A veces no es necesario que un golpe de azar irrumpa en nuestras vidas para que nos demos cuenta de que nada de cuanto nos rodea es ya lo mismo, de que algunas de la evidencias más asentadas y de la convicciones más inquebrantables sobre las que parecía cimentarse nuestro mundo están sujetas al mismo desgaste incontenible que el tiempo impone al resto de las cosas. Para ayudarnos a descubrir la inconsistencia de lo que a veces nos parecía más sólido y perdurable, no siempre hace falta aguardar a que un súbito chispazo de alerta nos ponga sobre aviso; no es imprescindible que un sobresalto nos golpee, que una sacudia traumática (la muerte de un ser cercano, una separación abrupta, un desegaño que nos coge desprevenidos) provoque un estremecimiento de la conciencia de donde podamos extraer una lección moral.
Con mayor frecuencia de lo que solemos admitir ante nosotros mismos, los aprendizajes decisivos se manifiestan de una manera pausada. Si algo he aprendido a lo largo de los años es que para encontrar un asidero al que pueda uno aferrarse con toda la determinación que le sea posible, tendrá primero que indagar largamente, tendrá que escuchar muchas voces y aprender a elegir las más limpias y sensatas entre ellas, sin dejarse arrastrar por esa modalidad de la estupidez universal que es la opinión dominante.
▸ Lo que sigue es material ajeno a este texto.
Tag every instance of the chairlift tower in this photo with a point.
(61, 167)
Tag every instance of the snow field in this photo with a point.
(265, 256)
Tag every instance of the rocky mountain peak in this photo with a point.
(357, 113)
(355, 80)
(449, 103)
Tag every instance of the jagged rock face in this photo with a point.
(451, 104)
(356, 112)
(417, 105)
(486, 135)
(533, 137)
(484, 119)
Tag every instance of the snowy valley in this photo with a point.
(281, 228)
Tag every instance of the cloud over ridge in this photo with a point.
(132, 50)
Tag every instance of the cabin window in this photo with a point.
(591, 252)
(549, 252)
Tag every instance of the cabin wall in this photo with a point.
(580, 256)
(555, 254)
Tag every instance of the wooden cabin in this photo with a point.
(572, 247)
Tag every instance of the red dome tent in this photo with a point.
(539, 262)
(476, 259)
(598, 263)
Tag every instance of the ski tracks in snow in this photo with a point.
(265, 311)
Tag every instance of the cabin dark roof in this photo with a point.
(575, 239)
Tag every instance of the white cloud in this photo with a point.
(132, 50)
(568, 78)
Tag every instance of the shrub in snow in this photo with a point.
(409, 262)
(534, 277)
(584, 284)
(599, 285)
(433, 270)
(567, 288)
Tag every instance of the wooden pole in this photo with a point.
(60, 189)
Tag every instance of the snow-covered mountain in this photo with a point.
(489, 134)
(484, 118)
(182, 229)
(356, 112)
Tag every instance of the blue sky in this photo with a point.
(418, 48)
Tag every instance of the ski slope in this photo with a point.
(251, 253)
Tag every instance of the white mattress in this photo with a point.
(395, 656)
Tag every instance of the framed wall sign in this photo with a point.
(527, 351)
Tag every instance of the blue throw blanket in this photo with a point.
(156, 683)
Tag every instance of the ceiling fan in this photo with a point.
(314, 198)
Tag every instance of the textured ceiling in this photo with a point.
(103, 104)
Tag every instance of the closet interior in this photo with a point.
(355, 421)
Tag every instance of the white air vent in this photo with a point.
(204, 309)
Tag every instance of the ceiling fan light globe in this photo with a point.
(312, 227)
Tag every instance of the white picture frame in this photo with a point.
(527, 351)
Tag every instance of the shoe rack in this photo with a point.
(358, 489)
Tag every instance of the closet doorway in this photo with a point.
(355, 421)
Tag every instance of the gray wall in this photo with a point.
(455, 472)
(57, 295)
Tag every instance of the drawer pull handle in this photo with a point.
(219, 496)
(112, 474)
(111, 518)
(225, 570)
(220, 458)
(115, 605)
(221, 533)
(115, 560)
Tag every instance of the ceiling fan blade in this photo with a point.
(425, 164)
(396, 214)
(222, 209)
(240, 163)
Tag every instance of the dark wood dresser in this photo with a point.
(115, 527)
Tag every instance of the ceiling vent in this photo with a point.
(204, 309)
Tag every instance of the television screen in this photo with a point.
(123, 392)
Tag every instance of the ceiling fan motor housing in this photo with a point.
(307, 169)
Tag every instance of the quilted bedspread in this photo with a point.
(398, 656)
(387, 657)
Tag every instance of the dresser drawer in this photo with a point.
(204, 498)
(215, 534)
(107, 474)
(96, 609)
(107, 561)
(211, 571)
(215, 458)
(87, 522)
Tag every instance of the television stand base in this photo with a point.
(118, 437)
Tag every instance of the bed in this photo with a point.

Todo esto, que puede sonar innecesariamente pomposo, tiene, en realidad, aplicaciones muy sencillas. Pondré un ejemplo. Hace años leí una novela de Conrad en la que figuraban unas líneas que me impresionaron: «Caminamos, y el tiempo también camina, hasta que, de pronto, vemos ante nosotros una línea de sombra advirtiéndonos de que también habrá que dejar tras de nosotros la región de nuestra primera juventud».
Pese a su sencillez aparente, unas palabras como ésas pueden ocultar durante años su sentido completo. Al leerlas por primera vez uno se siente atraído por ese laconismo estricto y ajustado que constituye, de por sí, un anticipo de su clarividencia. Pero no fue en el momento de la primera lectura, sino algún tiempo depués, cuando me di cuenta de que lo que aquella cita encerraba no era tanto una lección retrospectiva como una advertencia acerca de lo que aún estaba por llegar.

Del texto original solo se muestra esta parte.